Absences hit kids' future

PUBLISHED: 13:00 14 April 2015

Absences can have an effect on education.

Absences can have an effect on education.

Archant

HUNDREDS of secondary school children in North Somerset are missing significant chunks of their education and it could have a 'lasting effect' on their future prospects.

New figures show 597 children, or 5.4 per cent, in the state sector aged 11 and over were classed as persistent absentees from school in 2013/14, having missed at least 28 days during the year, through authorised and unauthorised absences.

The figures will make worrying reading, after a recent Government report found pupils missing more than two school weeks every year saw their chances of performing well at GCSE level slashed by up to two thirds.

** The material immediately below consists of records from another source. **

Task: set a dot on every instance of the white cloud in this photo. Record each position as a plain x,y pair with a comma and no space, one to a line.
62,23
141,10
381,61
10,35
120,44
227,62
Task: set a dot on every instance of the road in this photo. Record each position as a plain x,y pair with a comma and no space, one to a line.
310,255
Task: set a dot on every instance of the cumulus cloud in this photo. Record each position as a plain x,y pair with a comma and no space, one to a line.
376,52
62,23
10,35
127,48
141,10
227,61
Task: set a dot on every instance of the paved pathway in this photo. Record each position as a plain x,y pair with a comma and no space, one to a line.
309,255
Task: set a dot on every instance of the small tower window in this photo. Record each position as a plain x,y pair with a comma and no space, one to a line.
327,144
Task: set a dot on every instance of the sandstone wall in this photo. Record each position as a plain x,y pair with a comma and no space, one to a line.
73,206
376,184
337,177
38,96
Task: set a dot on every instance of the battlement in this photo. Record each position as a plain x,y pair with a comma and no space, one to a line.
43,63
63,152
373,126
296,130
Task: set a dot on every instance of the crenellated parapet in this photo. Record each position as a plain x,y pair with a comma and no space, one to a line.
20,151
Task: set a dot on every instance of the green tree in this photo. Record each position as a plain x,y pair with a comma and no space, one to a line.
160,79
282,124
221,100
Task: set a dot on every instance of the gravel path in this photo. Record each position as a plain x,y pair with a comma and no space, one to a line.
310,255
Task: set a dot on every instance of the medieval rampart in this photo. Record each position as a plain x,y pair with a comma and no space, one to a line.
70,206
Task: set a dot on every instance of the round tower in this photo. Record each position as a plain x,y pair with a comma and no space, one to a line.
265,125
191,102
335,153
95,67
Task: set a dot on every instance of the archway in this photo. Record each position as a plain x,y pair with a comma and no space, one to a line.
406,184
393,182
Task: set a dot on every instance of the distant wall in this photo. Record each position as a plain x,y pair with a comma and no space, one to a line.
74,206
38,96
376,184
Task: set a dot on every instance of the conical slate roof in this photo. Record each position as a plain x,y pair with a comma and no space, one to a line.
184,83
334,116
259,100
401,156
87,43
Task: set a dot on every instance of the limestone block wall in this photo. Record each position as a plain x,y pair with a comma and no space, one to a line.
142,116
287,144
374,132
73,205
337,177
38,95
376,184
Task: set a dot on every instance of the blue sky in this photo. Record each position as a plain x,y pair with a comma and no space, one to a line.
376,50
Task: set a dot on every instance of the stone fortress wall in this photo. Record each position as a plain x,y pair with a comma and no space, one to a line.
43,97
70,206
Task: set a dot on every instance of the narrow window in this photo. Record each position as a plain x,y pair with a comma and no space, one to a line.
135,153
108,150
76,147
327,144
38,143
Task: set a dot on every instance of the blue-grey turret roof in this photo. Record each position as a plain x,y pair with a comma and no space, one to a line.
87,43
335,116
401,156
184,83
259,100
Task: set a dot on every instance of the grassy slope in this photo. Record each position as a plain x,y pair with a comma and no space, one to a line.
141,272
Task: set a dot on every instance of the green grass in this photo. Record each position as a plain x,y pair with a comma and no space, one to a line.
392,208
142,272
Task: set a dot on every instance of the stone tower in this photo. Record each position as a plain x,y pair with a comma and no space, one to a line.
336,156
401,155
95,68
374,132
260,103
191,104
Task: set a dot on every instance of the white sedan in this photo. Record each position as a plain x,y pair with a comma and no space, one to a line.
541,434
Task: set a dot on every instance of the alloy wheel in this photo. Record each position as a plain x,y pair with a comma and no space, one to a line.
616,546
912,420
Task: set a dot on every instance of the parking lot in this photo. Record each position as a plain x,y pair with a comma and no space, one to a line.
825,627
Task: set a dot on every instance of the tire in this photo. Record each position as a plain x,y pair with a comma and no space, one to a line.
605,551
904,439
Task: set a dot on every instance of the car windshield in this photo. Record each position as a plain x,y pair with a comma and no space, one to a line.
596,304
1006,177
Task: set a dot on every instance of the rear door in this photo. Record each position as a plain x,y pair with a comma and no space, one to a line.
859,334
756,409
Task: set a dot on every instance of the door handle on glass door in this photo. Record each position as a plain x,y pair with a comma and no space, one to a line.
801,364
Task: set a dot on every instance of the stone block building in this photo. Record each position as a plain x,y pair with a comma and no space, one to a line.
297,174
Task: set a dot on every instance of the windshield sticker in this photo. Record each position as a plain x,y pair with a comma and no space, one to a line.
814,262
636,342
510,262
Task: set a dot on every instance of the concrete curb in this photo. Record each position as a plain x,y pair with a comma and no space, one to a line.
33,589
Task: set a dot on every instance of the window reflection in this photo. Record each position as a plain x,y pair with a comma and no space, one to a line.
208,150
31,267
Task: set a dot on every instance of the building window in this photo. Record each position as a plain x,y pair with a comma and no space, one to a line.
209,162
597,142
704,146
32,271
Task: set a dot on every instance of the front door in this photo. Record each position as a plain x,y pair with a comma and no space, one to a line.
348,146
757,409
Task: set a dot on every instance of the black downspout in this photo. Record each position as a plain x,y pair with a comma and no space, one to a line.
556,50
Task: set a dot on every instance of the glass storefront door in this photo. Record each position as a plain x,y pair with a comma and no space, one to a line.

Unauthorised absences include term-time holidays, visits from relatives and day trips, and can extend to family weddings.

Among primary school children, the proportion of pupils missing 28 days or more was lower in 2013/14 at 2.2 per cent, but still ranked as the second-highest figure across the whole of the South West.

The same Government research also found children missing half of that time from school every year were a quarter less likely to become high achievers in their year six SATs.

Education minister Nicky Morgan said: “The myth that pulling a child out of school for a holiday is harmless to their education has been busted.

“Headteachers have been vindicated – missing school can have a lasting effect on a pupil’s life chances.

“This is why we are doing all we can to encourage more pupils back into class by toughening up on term-time holidays and attendance.”

The number of school absences in North Somerset did fall during the 2013/14 academic year by almost 15 per cent, as new stringent penalties introduced at the start of the year gave schools the ability to fine parents up to £120 per child for taking them out of class without permission during term time.

In total, 426 penalty notices were issued across North Somerset during the year.

A council spokesman told the Mercury: “We work closely with schools, children and families to maximise school attendance to make sure children and young people in North Somerset get the most from the educational opportunities we offer.

“There will be times when the work we do is not effective so we have to resort to fixed penalty notices.

“Whatever the penalties are, we would much rather work with families so we don’t have to go down that route, but there are situations where we are left with no choice.”